- Baikunthe Location in Nepal Baikunthe Baikunthe (Nepal)
- Country: Nepal
- Province: Province No. 1
- District: Bhojpur District

Population (1991)
- • Total: 3,167
- Time zone: UTC+5:45 (Nepal Time)

= Baikunthe =

Baikunthe बैकुण्ठे is a village development committee in Bhojpur District in the Kosi Zone of eastern Nepal. At the 1991 census, it had a population of 3,167 persons in 575 individual households.

==Geography==
The village is located at an elevation of 5,400 feet (1,645 m) above sea level. However, the elevation differs from place to place. For example, Kiba- 1950 m, Kholakharka-1650 m, Dingla-1610 m, Sirise-1125 m, Sagrbas- 1570 m, Chaapgau- 1430 m, and Kuwapani 1498 m.
A small river called Makuwa Khola flows through the bottom of the Baikunthe village. This is the main source of water for agriculture. This river is
also a source of recreation for youngsters who like swimming and fishing in fresh water.

==Economy==

The economy is primarily agricultural. Farmers grow rice, millet, legumes and vegetables.
Cows, goats and buffaloes are some of the pet animals that people prefer to farm.
Long time ago, people used to grow cotton in the farm and make the clothes from it in local
level. However, the clothes industry died as people started to use imported clothes
from modern industry in other places. Most people of this village depend on farming for their life. Few of them are also in professions like teaching, sewing, iron and leather works.

==Demographics==

At the time of the 1991 Nepal census Baikunthe had had a population of 3167 persons living in 575 individual households. The population consists of Kshetris, Darjis, Rais, Biswokarmas, Brahmins, Magars and Ramtels.
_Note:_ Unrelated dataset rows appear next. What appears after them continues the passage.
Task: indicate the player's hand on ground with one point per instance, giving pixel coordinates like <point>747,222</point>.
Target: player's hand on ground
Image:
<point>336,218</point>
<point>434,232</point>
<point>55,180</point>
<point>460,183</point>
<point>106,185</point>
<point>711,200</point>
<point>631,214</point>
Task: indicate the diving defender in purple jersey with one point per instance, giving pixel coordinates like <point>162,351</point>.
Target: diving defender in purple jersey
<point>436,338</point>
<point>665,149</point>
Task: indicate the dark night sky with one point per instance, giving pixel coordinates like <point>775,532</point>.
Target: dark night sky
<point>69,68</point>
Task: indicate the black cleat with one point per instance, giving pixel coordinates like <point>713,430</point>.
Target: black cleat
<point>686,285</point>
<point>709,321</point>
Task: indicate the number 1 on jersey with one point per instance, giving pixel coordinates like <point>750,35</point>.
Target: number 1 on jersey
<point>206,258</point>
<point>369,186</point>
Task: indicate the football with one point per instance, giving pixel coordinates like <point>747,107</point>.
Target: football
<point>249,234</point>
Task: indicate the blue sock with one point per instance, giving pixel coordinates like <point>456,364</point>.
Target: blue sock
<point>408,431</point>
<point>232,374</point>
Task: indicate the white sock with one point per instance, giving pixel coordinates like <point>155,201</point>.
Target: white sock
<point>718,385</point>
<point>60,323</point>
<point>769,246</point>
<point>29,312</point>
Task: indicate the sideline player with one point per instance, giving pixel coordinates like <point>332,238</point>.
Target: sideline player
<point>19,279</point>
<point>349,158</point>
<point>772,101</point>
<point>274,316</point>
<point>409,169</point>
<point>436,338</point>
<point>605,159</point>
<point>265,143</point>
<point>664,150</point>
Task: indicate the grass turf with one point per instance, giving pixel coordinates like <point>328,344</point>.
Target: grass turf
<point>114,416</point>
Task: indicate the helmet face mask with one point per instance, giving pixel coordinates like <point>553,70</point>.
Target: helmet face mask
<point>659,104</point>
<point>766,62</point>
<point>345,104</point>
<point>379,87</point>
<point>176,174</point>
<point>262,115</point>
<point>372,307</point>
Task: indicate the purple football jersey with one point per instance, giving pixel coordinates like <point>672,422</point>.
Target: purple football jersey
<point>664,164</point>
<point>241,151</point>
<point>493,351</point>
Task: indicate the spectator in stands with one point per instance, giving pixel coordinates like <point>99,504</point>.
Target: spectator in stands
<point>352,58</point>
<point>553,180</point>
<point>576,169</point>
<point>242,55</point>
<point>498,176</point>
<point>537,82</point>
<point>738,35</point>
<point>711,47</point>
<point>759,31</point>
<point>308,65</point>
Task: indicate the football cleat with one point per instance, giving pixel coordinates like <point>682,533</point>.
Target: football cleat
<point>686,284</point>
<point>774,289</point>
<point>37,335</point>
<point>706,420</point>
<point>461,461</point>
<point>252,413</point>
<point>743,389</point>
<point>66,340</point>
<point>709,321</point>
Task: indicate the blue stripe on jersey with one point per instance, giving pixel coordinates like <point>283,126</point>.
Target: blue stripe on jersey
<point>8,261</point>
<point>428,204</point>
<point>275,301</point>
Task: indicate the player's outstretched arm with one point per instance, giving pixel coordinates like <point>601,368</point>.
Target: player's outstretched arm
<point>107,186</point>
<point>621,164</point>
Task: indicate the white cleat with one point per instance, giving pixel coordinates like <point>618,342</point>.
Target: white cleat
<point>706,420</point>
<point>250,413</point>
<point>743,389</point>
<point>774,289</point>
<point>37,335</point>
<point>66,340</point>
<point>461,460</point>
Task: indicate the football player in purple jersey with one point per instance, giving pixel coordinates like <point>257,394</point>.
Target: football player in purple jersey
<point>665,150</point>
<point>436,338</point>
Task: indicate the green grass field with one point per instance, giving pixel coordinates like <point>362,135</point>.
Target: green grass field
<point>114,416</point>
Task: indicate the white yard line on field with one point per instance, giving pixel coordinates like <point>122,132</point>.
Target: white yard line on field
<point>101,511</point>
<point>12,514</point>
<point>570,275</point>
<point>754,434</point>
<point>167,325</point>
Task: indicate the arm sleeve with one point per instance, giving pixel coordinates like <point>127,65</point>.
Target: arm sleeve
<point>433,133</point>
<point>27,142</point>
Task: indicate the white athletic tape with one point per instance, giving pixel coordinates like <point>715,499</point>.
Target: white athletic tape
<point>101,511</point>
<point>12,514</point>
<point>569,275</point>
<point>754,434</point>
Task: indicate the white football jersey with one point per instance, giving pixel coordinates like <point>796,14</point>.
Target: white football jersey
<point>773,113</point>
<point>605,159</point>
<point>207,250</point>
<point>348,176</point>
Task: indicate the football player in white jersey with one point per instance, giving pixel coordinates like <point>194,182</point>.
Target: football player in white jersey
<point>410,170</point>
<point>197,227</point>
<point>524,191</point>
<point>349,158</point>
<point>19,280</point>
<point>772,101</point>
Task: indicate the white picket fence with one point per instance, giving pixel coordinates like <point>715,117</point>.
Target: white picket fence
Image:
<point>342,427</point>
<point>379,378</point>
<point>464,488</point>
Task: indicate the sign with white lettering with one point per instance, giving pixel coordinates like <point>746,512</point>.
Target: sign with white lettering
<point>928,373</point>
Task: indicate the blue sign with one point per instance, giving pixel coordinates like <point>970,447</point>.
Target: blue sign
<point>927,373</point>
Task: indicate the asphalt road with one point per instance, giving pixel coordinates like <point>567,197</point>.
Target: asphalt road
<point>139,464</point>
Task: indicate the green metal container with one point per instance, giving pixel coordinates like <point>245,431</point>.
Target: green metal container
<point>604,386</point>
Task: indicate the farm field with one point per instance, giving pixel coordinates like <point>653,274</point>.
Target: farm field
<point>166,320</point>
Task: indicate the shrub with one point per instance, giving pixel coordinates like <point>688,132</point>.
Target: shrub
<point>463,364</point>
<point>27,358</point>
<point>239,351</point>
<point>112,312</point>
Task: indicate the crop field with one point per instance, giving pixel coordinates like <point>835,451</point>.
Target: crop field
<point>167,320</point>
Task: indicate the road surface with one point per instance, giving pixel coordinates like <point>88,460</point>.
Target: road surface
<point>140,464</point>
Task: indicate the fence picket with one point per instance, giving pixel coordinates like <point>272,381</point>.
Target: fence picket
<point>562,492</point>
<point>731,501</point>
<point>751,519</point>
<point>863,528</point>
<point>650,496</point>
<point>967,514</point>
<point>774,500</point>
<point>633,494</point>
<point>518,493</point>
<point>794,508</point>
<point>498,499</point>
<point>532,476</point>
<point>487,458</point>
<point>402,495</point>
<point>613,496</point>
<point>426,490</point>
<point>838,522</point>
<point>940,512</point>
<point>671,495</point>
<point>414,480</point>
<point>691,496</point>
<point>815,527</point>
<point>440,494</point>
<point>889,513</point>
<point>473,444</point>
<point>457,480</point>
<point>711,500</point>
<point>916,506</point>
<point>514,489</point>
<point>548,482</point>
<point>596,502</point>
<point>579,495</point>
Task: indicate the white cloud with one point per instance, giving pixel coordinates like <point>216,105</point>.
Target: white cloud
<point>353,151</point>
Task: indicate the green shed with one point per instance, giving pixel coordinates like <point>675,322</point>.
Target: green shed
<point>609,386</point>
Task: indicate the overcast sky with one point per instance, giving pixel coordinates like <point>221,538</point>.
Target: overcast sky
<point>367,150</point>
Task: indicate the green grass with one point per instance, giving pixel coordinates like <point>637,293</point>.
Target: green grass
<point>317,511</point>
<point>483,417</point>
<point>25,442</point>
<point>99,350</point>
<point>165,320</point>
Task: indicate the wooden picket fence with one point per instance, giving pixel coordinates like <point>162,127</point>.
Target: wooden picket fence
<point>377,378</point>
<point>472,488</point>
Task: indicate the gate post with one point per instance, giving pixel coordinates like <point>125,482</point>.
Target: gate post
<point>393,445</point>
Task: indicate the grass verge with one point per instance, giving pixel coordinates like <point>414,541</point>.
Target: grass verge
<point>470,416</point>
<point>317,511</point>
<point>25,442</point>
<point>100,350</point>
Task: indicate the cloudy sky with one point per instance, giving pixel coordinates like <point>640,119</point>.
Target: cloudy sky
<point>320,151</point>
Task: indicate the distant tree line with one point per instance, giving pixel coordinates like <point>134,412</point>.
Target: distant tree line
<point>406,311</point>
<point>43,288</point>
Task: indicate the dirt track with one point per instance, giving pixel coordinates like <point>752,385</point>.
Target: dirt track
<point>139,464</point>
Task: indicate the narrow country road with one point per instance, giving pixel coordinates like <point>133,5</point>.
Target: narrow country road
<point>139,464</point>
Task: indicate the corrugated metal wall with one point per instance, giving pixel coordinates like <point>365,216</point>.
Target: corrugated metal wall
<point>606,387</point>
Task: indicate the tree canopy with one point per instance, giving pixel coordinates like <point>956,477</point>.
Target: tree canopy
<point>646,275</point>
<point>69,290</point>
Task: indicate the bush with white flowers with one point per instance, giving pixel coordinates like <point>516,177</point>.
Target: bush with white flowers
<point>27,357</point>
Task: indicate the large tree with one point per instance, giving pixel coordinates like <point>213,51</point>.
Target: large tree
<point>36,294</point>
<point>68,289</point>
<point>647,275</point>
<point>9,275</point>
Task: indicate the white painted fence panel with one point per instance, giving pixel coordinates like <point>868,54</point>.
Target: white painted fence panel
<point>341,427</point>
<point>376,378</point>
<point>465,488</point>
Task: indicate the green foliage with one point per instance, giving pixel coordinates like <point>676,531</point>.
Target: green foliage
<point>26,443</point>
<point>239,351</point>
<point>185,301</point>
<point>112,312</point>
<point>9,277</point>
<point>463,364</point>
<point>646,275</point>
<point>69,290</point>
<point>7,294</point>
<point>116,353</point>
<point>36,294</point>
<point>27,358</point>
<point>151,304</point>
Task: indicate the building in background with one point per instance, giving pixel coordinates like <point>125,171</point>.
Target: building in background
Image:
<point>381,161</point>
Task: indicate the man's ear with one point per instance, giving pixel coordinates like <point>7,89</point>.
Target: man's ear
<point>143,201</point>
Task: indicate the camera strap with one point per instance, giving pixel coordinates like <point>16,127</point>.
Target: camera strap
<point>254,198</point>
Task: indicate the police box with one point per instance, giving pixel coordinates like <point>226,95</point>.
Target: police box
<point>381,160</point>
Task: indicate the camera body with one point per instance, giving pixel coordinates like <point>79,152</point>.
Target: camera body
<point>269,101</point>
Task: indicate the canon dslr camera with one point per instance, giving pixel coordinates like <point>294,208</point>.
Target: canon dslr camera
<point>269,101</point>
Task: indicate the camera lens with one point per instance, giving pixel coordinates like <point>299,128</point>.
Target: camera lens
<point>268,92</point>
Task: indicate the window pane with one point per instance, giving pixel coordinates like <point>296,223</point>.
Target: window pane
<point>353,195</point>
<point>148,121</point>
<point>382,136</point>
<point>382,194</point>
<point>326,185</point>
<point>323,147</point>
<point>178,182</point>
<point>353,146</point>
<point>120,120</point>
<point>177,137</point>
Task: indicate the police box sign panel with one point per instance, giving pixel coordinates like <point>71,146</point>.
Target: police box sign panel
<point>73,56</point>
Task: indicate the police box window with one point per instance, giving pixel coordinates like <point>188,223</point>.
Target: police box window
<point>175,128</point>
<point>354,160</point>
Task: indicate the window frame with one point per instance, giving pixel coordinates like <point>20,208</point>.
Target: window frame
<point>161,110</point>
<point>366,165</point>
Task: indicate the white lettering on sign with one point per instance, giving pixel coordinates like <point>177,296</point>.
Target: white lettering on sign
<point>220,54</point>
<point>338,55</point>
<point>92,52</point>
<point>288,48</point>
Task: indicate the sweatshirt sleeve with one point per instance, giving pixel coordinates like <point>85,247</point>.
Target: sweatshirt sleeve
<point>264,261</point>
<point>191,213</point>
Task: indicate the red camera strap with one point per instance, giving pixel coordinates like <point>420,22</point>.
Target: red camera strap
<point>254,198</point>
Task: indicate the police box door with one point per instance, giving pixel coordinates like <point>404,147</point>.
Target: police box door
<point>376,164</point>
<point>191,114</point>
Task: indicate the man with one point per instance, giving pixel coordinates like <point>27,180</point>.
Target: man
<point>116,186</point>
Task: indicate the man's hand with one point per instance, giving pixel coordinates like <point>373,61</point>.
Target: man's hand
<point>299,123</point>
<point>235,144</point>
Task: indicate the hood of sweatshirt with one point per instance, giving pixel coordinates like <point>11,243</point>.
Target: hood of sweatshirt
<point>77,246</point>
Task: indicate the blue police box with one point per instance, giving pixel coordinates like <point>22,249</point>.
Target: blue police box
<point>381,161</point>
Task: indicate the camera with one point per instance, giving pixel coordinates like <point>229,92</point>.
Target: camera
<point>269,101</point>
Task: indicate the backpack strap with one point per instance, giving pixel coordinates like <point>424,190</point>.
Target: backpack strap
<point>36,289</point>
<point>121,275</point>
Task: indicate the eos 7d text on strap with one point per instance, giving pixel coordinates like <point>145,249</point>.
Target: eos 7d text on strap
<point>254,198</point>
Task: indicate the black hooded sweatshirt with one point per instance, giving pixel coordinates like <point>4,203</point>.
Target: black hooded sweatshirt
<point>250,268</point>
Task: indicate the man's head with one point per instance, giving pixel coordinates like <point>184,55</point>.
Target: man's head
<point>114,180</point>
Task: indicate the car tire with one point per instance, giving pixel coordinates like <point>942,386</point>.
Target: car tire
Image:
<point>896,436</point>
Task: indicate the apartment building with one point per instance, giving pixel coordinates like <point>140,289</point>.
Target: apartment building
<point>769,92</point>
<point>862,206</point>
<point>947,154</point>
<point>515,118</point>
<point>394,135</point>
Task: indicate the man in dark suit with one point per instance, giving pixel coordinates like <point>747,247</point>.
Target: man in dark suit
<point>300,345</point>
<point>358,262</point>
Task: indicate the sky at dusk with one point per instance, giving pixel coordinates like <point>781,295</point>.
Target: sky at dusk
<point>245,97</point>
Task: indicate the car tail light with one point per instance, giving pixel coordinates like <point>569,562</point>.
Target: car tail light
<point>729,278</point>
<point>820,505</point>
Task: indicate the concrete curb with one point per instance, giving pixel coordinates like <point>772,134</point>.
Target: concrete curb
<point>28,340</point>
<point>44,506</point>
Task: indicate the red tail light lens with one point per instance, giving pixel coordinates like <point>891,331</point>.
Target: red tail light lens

The Kshetris and Rais make up the high percentage of the population of the village. Darjis, Ramtel and Bishwokarma are in minorities.

==School==
People here are aware of education. Most of the youths from this village have completed school level education. The children go to Shree Savitra Secondary School up to grade-10. The school was established as a primary school in ~ 1970s and upgraded to secondary level in recent years. For further education, students go to the Bhojpur Multiple Campus, 10+2s in nearby places or big cities like Dharan, Biratnagar and Kathmandu. A significant number of students graduated from this school are either serving the same or other schools as teaching staff after having Bachelor/Associate degree from different colleges. Few of them are working in armed forces, own business, or working in home or other countries as skilled and unskilled worker category.

== Hospital ==
The village has a health post where the residents get free primary care. Health post is run by a health assistant.

== Animal hospital ==
This village has an animal hospital for treatment of injured animals.

== Transportation ==
The village had no means of transportation until recently. There were no roads for bicycle or bus.
However, it is connected recently to other nearby villages by unpaved roads.

==Postal service==

The village has a post office to deliver incoming or outgoing letters and packages.

== Communication ==
The village used to have only few radio sets in 1970 s and 1980s as means of communications. However, in recent years
telephones and mobile phones are common.

== Electricity ==

Recently, this village began producing electricity from hydro power. The electricity is helping the village to enter in modern age of computations and Internet.